ЧАСТЬ ВТОРАЯ
ТИМОШ И ТИМОШКА
ГЛАВА ПЕРВАЯ
Тимош лежал на голой лавке, сунув под голову оба кулака. Было в нем так черно и вязко, словно деготь из него гнали.
На весь дом пиликала нежная музыка. Отцова баба возомнила себя королевой, из-под земли, что ли, сыскали для нее скрипачей, и те целый день перепиливали смычками струны и уж если чего перепилили, так Тимошево терпение.
Как только себя не успокаивал казак. Музыканты пиликнут — он плюнет. Половину потолка заплевал, а на другую слюны не хватило, так свело судорогой скулы, хоть кричи.
— Ведьма! — Тимош вытащил кулаки и принялся разглядывать ладони, сжимать и разжимать пальцы. — Вот пойду и огрею душеньку.
Говорил, зная, что пустое говорит. Упади с головы крали волос, отец лошадьми велит разорвать всякого, хоть сына. А слово отца на Украине исполняется нынче, как в самой Москве не исполняется.
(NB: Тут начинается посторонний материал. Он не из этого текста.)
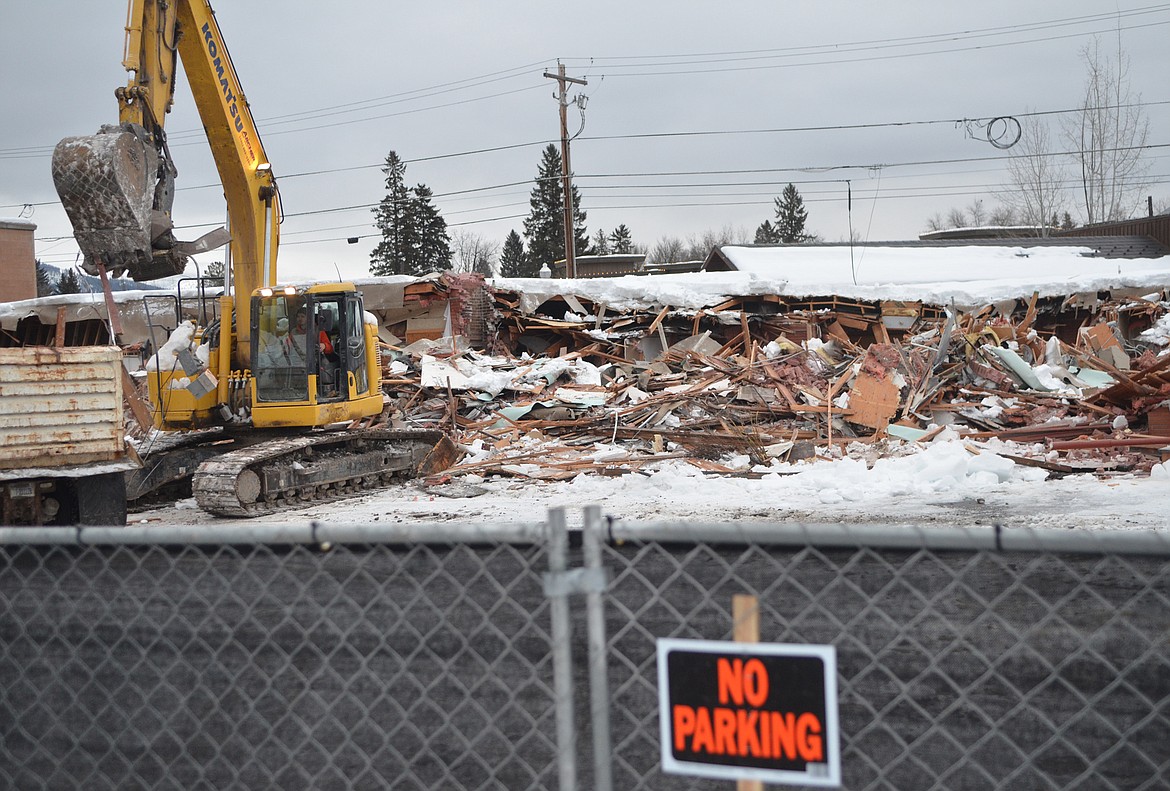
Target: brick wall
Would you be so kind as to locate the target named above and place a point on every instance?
(18, 260)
— Музыкантов велеть прибить? — нехотя размышлял Тимош и вскочил, саданул ногою дверь, вышел на мороз.
Чистое небо светилось, как голубиное яичко. Снег лежал пышно и нежно, и не морозом — стыдом хватило Тимоша за щеки. Иззлился весь, сидя дома, а тут вон какая благодать. Тихо, ясно. Сердце нырнуло в голубое, как в море, и вся злоба растворилась в этом море с такой легкостью, что Тимош головой покачал да и засмеялся.
Пошел по Чигирину, а за ним трое. Оглянулся, хотел казакам приказать, чтоб не смели по пятам ходить, да только рукой махнул. Им велено беречь гетманова сына — они и берегут.
Шел Тимош у города на виду, а хотелось ему как прежде пройтись, чтоб никому до него не было дела. Прежде он глядел на людское житье, ныне — на него глядели. Да и неправда это! Не на него, Тимоша, таращились — на гетманова сынка, на власть нынешнюю.
И само собой окаменевало лицо у парубка. Подшибить бы ногой мороженые лошадиные котяхи — нельзя. Чин нужно блюсти. И сам ведь не простак — сотник!
Досадуя на свою оглядку, свернул Тимош с главной улицы на улочку, а там в проулок да бегом: от телохранителей и от всего теперешнего, что, как гора, стояло над ним.
Прыгнул за сараюшку. Затаился.
Скворчиная голубизна успела засинеть. Над рекою, вдали стояло белое, промерзшее, как простыня, облако. Его тоже небось можно было и согнуть, и сломать, и вдребезги расколотить.
Услышал: поют.
— Колядки поют, — затосковал сердцем Тимош. — А пойду-ка я к парубкам… Вот возьму да и пойду. Мне самая пора — гулять с парубками.
Снял шапку, на руке покрутил: хороша шапка.
— Эй ты! Чего стоишь?
Тимош, как заяц, чуть не умер со страха.
Дивчина на тропе, шагах от него в десяти. С коромыслом. Узнал: Ганка. Брови изогнулись, румянец играет.
— Стою. — Все Тимошево упрямство надавило ему медвежьей лапой на темечко.
— Приходи ко мне на свадьбу! — сказала Ганка, разглядывая гетманова сына с нескрываемой жалостью.
Тимош молчал.
— Чего глазами зыркаешь? Прозевал дивчину.
Ганка засмеялась и, нарочито покачивая бедрами, пошла тропкой к дому, обернулась.
— Принцесса-то сыскалась для тебя?
— Сыскалась! — крикнул Тимош и показал девке язык.
— Я тебя на мою свадьбу пригласила. Не забудь ты меня на свою пригласить.
— Приглашу, не бойся! — Тимош подпрыгнул, оторвал с крыши сосульку и так захрустел, ледышкой, что у самого мороз по спине пошел.
Махнул в два прыжка на тропу и пошел, куда повела.
Тропа вела под гору, к воде. Черную прорубь уже затягивало на ночь ледком. Тимош поглядел за реку на белые кудри леса, и захотелось ему, как лосю, ломиться сквозь пушистые снега. Ломиться, чтоб лес гудел, чтоб сыпался снег с высоких деревьев, чтоб волк драпанул из логова.
— Тимош!
Карых и Петро Загорулько, в шубах и рукавицах, шли через реку соседней тропой.
— Пошли с нами!
— Далеко?
— В лес.
— На ночь глядя?
— А чего днем там делать? — дернул плечами Карых. — Ночка-то сегодня последняя перед Рождеством.
— Ну и что?
— Сам знаешь что. Нынче ночью ведьмы, как беззубые кобели. Силы-то у них нынче никакой.
— Клад, что ли, идете искать? — удивился Тимош.